La suspension de la pose des sabots de Denver coûtera 1 million à la Ville de Montréal, préviennent les huissiers de justice qui sont touchés par la décision. Ils estiment que l'administration municipale a tout faux lorsqu'elle affirme que la mesure permettra d'économiser 350 000$.

Au début du mois, les autorités ont suspendu l'utilisation de ces entraves, qui immobilisent les voitures de contribuables qui ne paient pas leurs contraventions. La cour municipale, qui embauchait les huissiers pour ce service, avait dû sabrer son budget de 1,5 million dans la foulée des compressions annoncées fin février par l'administration Tremblay.

 

La mesure - temporaire, précise la Ville - vise à réduire les dépenses liées aux honoraires professionnels. Les autorités estiment qu'elle permettra d'économiser 350 000$, un chiffre contesté par les huissiers.

«Selon nos calculs, le manque à gagner annuel de la Ville de Montréal qui est directement lié à la suspension de l'opération sabot sera de plus d'un million de dollars», affirme Luc Valade, de Valade et Associés, huissiers de justice.

Jusqu'à l'abolition du programme, les contrevenants devaient payer l'huissier qui avait posé un sabot de Denver en plus de leurs amendes. Dans environ 10% des cas, ils étaient considérés comme insolvables et la cour municipale devait acquitter les honoraires des huissiers.

Luc Valade a compilé les statistiques des cinq autres entreprises qui posaient des sabots pour le compte de la Ville et calculé les sommes qu'elles rapportaient dans les coffres de la municipalité. Résultat: la cour municipale a déboursé 120 000$ en 2008 pour un service qui lui rapportait six fois plus en amendes perçues.

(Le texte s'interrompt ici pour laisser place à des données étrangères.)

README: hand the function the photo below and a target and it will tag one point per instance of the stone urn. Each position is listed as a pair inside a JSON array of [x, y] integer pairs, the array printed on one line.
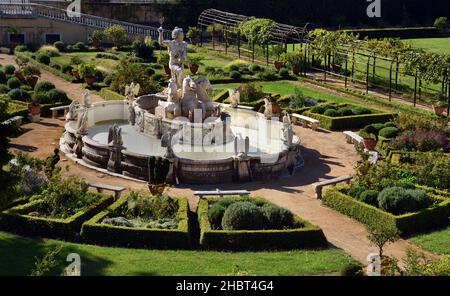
[[89, 80], [157, 189]]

Et les retombées sont encore plus élevées, estime M. Valade. Car plusieurs contrevenants qui sont contraints de payer leurs contraventions à cause d'un sabot de Denver en profitent pour rembourser d'autres sommes en souffrance à la Ville. Voilà pourquoi les huissiers estiment rapporter 1 million par année à la municipalité.

La porte-parole de la Ville, Valérie De Gagné, n'a pas confirmé les chiffres avancés par les huissiers, hier. La cour municipale estime que les huissiers ont saisi un total de 2,1 millions auprès de mauvais payeurs l'an dernier. Mais on ignore combien rapportent les sabots de Denver.

«Il n'y a pas de perte pour la Ville parce que les sommes vont être perçues autrement, notamment par la suspension des permis de conduire, explique Mme De Gagné. Ce n'est pas parce qu'on suspend temporairement la pose des sabots de Denver que les dossiers des contrevenants sont fermés.»

Depuis que la Société de l'assurance automobile du Québec (SAAQ) révoque les permis des contrevenants, le recours au sabot de Denver a constamment diminué à Montréal. La Ville avait fait immobiliser 5342 véhicules par ce moyen en 2004. L'an dernier, en 2008, le chiffre avait fondu à 2487.